I am delighted to report that Warminster Town, our local football team which Warminster Maltings sponsor, are not just referred to on the field by their new name, but they are now headlined in the press as the “Maltmen” (Wiltshire Times, 22/11/2019).

And headlines they deserve, because they have been winning quite a lot of their matches of late. Until last Saturday, 11th January, the 4th Round of the prestigious F A Vase. Again they were winning, 1 – 0 for most of the first 70 minutes against Bitton AFC (a whole league above them).

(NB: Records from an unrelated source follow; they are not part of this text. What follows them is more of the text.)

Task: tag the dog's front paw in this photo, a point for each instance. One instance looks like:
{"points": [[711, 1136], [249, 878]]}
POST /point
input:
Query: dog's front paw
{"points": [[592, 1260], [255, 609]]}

But, having played their hearts out, they began to tire, left their defence wide open, and very quickly conceded 3 goals, losing 1 – 3. Never mind, dreams of Wembley will have to be put off for another year, while they concentrate on a strong finish in the league. Long live the Maltmen!


I cannot sign off without quietly pointing out that my other commercial venture, Robin Appel Ltd (grain merchant), has just celebrated it’s 40th birthday. Wednesday, 2nd January 1980, was the start date for what some said was a commercial undertaking against the odds. However, it is one which proved successful, and went on to precipitate my procurement of the rights to Maris Otter barley, which in turn led to my purchase of Warminster Maltings in 2001.

So further reason for celebration this year! And perhaps more next year, 2021, if I can meet the deadline I have set myself to complete the restoration of the Pound Street malthouses. The next and final restoration project is probably the most exciting yet, and it’s all on track, due to begin this summer, so watch this space!

A Very Happy and Prosperous New Year to you all.